Messages that are not required for these purposes of documentation will be stored for 5 years as University of Wuppertal retains documents of this kind for 5 years (required to fulfill its task, duration of storage according to regulation of the University of Wuppertal, legal grounds Art. 6, paragraph 1, letter e).

8. Information regarding rights

Be herewith informed that – as stipulated by the European General Data Protection Regulation (GDPR) – you are entitled to

  • receiving confirmation, whether data pertaining to your person is stored and processed by us
  • receiving information regarding the data stored and processed pertaining to your person from a responsible person or party (e.g. purpose of storage and processing, which data is stored and processed, origin of said data, recipient of said data, duration of storage),
  • access to said data
  • rectification of said data,
  • erasure of said data,
  • restriction of processing of said data,
  • data portability
  • object to storage and processing of said data
  • not to be subject to automated decision-making including profiling

You also have the right to appeal to a supervising body in case of complaint (Landesbeauftragte für den Datenschutz NRW, https://www.ldi.nrw.de/).

Consent to store and process the mentioned data for the purposes described above can be revoked by individuals or institutional representatives authorised to do so at any time and without statement of cause.

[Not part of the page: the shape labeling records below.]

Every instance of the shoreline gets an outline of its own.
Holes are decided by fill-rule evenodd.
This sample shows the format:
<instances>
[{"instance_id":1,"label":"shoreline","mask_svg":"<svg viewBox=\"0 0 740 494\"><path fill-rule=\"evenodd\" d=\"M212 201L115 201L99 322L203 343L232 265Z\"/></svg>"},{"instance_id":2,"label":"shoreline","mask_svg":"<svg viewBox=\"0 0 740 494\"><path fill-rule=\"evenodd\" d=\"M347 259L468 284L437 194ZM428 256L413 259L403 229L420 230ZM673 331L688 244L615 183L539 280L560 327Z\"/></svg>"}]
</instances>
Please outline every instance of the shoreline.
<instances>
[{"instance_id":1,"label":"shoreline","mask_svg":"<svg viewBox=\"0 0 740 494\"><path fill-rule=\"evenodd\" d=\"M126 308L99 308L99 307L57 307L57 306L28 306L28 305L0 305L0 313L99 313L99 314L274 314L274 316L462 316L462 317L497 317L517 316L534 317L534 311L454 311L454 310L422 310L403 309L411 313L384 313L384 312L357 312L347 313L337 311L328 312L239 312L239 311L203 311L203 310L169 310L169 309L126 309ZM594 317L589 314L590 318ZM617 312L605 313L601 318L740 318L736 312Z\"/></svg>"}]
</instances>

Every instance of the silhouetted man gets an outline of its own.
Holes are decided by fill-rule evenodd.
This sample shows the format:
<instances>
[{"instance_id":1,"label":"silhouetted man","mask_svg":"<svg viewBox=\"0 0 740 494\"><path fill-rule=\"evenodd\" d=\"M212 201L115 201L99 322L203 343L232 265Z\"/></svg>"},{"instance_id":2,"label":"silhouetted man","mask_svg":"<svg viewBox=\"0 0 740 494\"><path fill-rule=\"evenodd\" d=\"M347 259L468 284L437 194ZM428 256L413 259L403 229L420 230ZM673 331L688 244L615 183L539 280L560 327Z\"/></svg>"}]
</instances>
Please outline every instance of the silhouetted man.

This does not affect the legality of storing and processing said data prior to revocation of consent. If you wish to revoke your consent, please inform the Managing Editor of the journal in question in writing.

Be advised that – as far as the revocation of consent concerns data that is technically required to provide access to subscription content of some journals – retracting your consent to store and process the data will result in ending your access to that content.